YouTestMe is a software development company with headquarters in Toronto, Canada. The company specializes in e-learning, with features like test management, remote proctoring, item authoring, and reporting. The GetCertified knowledge-examination platform is the flagship product of YouTestMe used in various government agencies and corporations.

History 
The initial idea was conceived in 2006. However, the necessary technology to begin development was not yet available, so it took five years to establish the foundation and create the technologies needed to develop future e-learning systems. The development process finally began in late 2011, based on Java programming and the Linux operating system.

The initial concept for YouTestMe revolved around the testing process, including test-taking, test creation, and distribution, as well as sending reports to test takers and managers via email. After three years of development, the first stable system, YouTestMe Starter, was released in 2014.

Later development, based upon YouTestMe Starter, brought forth several products and projects - both mobile and web-based.

Timeline 

 2006 - The concept of YouTestMe as e-learning software was established.
 2011 - Development on the first YouTestMe version begins.
 2014 - The first stable version of YouTestMe - Starter is released.
 2015 - First YouTestMe - Starter installation on the "John Naisbitt" University.
 2015 - YouTestMe - Starter promotion is held in Belgrade.
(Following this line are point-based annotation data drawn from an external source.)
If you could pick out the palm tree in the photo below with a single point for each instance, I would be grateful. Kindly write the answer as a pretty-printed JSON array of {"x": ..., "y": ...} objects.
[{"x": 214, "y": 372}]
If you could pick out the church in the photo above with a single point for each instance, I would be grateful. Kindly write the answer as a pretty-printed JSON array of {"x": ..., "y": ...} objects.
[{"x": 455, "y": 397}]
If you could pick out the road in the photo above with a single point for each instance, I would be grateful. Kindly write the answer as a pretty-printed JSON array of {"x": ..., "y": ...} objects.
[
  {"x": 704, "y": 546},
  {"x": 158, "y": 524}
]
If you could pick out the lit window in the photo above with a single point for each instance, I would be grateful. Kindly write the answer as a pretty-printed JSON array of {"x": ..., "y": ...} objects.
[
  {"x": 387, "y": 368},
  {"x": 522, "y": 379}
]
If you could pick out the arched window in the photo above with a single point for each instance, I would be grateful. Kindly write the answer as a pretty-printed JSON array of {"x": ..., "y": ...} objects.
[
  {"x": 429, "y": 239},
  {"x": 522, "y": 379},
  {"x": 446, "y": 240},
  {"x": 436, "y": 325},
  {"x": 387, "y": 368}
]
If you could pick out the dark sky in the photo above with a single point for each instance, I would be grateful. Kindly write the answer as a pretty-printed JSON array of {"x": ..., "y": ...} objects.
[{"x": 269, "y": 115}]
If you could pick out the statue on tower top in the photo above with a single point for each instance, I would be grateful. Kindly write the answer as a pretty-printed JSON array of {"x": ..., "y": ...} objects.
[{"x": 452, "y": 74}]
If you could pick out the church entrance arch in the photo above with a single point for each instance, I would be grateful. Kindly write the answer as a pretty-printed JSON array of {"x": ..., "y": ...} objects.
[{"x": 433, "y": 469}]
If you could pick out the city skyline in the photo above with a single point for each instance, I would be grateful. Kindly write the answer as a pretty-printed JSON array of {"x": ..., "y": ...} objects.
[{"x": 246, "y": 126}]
YouTestMe - Classroom 2020 development begins.
 2016 - YouTestMe - Classroom 2020 development finishes,
 2016 - "Entrance exam" application for Serbian Elementary school 8th graders is published.
 2016 - "Canadian Citizenship" application for practicing exams for becoming a citizen of Canada is published
 2020 - "YouTestMe Nastava", a free application for students and teachers is published.

Products

Software

YouTestMe - GetCertified 
YouTestMe GetCertified is a testing software that offers features for knowledge evaluation and certification. The software offers various test creation methods and settings, allowing users to customize tests according to their preferences. YouTestMe GetCertified also includes cheating prevention mechanisms.

Mobile TakeQuiz 

The first mobile YouTestMe application - Entrance Exam (original Serbian translation: "Prijemni za srednju") is designed for students in the 8th grade of Serbian Elementary Schools - more precisely, those that are about to transition into High School. The application is limited to the Android platform exclusively since it is the most dominant platform in Serbia. The application was designed with the purpose to enable all students in Serbia to practice Entrance Exam questions on their Android devices. The questions are extracted from the official workbooks issued by the Government of Serbia.